Derzeit ist unklar, wie genau die PFAS in pflanzliche Trinkhalme gelangen. Die Tatsache, dass fast alle Trinkhalmmarken PFAS enthalten, deutet darauf hin, dass die „ewigen Chemikalien“ absichtlich hinzugefügt wurden, um die Trinkhalme wasserfest zu machen. Eine andere Möglichkeit ist jedoch, dass die PFAS aus dem Boden stammen, in dem die Pflanzenmaterialien für die Trinkhalme gewachsen sind, oder aus dem Wasser, das diese Pflanzenmaterialien im Laufe ihres Lebens aufgenommen haben.

Austretende PFAS

Die Wissenschaftler haben auch nicht untersucht, ob die PFAS tatsächlich aus den Trinkhalmen in die Getränke übergegangen sind. Letzteres ist jedoch nicht undenkbar. Zumal PFAS in einigen Trinkhalmen gefunden wurden, die dafür bekannt sind, dass sie sich leicht in Wasser (oder anderen Flüssigkeiten) auflösen.
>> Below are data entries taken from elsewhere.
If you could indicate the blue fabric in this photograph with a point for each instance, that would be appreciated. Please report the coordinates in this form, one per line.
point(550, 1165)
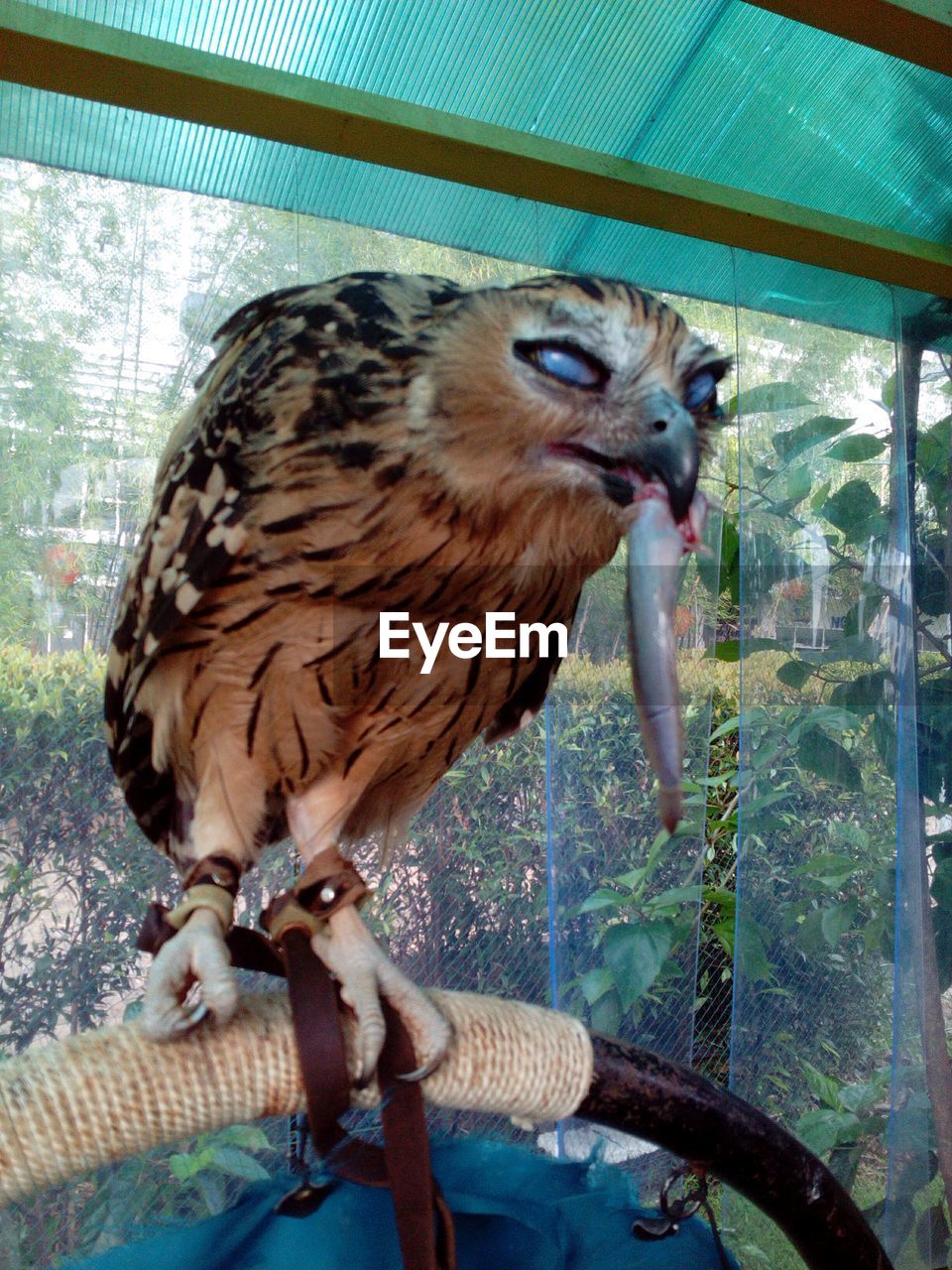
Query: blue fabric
point(513, 1210)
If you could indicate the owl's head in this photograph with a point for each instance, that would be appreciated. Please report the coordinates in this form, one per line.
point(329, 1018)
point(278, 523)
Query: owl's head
point(570, 412)
point(572, 393)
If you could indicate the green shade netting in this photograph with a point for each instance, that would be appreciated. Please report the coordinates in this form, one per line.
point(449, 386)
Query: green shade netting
point(512, 1211)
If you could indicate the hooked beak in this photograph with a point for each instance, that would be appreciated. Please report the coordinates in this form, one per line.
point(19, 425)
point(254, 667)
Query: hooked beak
point(655, 548)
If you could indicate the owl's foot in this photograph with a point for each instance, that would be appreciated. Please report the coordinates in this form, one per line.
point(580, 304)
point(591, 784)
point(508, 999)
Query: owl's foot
point(197, 955)
point(366, 974)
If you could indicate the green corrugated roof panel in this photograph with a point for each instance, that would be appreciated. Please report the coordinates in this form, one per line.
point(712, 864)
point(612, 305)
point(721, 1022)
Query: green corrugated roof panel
point(710, 87)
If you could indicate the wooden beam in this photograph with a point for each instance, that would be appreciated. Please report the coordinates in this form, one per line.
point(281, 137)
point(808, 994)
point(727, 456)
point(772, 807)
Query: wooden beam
point(916, 31)
point(61, 54)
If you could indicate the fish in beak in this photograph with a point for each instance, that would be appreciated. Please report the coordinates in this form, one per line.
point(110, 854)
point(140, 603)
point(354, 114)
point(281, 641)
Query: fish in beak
point(669, 520)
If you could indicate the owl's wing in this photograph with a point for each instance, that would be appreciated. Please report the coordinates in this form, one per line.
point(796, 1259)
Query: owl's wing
point(206, 494)
point(191, 540)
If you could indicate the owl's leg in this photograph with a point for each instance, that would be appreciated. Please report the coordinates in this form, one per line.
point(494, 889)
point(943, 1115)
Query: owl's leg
point(352, 953)
point(227, 813)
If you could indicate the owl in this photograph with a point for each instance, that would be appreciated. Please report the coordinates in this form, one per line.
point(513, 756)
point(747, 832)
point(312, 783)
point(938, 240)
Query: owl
point(371, 445)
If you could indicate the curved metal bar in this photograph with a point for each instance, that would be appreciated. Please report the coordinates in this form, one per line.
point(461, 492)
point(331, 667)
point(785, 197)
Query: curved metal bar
point(640, 1092)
Nicht automatisch nachhaltig

Auch wenn es noch einige Fragen gibt, die in Folgestudien beantwortet werden müssen, scheint es inzwischen sicher, dass die meisten Alternativen zum Plastiktrinkhalm nicht automatisch umweltfreundlich sind. „Das Vorhandensein von PFAS in Papier- und Bambustrinkhalmen zeigt, dass sie nicht unbedingt biologisch abbaubar sind“, argumentiert Groffen.
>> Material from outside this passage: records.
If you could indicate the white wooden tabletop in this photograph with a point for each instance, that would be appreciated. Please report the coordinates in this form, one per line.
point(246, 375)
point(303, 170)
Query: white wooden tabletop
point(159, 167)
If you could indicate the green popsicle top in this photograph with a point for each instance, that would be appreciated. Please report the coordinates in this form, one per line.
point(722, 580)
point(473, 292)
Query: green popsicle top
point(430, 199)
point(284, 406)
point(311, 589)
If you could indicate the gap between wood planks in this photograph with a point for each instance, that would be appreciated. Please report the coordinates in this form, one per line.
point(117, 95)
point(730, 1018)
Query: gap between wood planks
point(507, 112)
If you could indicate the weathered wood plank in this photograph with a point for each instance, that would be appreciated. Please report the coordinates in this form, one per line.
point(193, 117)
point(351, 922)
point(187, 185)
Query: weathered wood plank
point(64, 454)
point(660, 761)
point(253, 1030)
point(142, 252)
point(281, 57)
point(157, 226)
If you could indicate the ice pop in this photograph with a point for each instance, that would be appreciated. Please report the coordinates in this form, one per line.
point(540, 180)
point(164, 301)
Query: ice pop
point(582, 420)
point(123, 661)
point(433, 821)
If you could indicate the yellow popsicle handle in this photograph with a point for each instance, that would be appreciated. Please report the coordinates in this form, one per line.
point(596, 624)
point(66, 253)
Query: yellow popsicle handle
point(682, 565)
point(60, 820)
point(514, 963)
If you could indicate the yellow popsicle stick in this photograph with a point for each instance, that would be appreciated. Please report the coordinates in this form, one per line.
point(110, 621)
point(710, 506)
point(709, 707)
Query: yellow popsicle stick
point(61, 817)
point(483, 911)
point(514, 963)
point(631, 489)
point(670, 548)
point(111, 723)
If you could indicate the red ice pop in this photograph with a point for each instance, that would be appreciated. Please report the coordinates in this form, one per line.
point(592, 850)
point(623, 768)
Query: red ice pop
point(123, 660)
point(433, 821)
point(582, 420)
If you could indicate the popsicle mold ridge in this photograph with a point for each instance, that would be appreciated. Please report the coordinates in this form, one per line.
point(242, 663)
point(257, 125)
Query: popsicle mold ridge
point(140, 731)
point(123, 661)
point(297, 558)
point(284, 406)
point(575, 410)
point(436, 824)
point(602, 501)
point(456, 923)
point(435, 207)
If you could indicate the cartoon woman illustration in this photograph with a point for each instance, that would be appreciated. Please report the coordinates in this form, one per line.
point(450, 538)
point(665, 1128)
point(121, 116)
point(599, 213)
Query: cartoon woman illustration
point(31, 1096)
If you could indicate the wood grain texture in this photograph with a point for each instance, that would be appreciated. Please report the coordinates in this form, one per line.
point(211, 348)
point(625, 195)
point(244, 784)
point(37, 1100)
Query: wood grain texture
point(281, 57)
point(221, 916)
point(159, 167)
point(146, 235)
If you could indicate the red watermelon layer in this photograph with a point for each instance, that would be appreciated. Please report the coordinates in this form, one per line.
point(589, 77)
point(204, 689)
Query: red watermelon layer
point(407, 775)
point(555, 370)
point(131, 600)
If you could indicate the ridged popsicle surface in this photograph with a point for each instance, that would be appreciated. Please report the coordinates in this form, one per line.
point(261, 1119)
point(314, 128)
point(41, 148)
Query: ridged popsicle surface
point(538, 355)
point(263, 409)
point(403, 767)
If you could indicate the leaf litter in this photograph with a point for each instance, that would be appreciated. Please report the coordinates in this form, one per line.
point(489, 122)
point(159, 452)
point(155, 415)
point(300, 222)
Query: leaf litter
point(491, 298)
Wenn es nach Groffen ginge, sollten wir die Trinkhalme einfach links liegen lassen. Aber für diejenigen, die das nicht wollen oder zum Beispiel aus gesundheitlichen Gründen nicht können, gibt es eine Art von Trinkhalm, die in Sachen Nachhaltigkeit recht gut abschneidet. “ Unsere Forschungen zeigen, dass Trinkhalme aus Edelstahl die nachhaltigste Alternative zu Plastiktrinkhalmen sind. Sie können wiederverwendet und recycelt werden und scheinen keine PFAS zu enthalten, zumindest nicht die 29 Arten von PFAS, die wir untersucht haben.“

Was sind PFAS?

PFAS ist eigentlich eine Sammelbezeichnung für Tausende von Chemikalien. Diese Stoffe werden künstlich hergestellt und kommen ursprünglich nicht in der Natur vor. PFAS sind sehr nützlich, denn sie weisen unter anderem Schmutz, Wasser und Fett ab. Deshalb werden sie in zahlreichen Produkten verwendet, von Lebensmittelverpackungen über Antihaftbeschichtungen in Bratpfannen und Kleidung bis zu Kosmetika. Es gibt jedoch immer mehr Studien, die zeigen, dass einige PFAS schädlich für die Umwelt und den Menschen sind. So werden einige PFAS mit gesundheitlichen Problemen wie Leberschäden, Nierenkrebs, niedrigem Geburtsgewicht, erhöhtem Cholesterinspiegel und Schilddrüsenerkrankungen in Verbindung gebracht. Darüber hinaus lassen sich PFAS nur schlecht oder gar nicht abbauen. Letzteres hat ihnen daher den eindeutigen Spitznamen „Ewigkeitschemikalien“ eingebracht.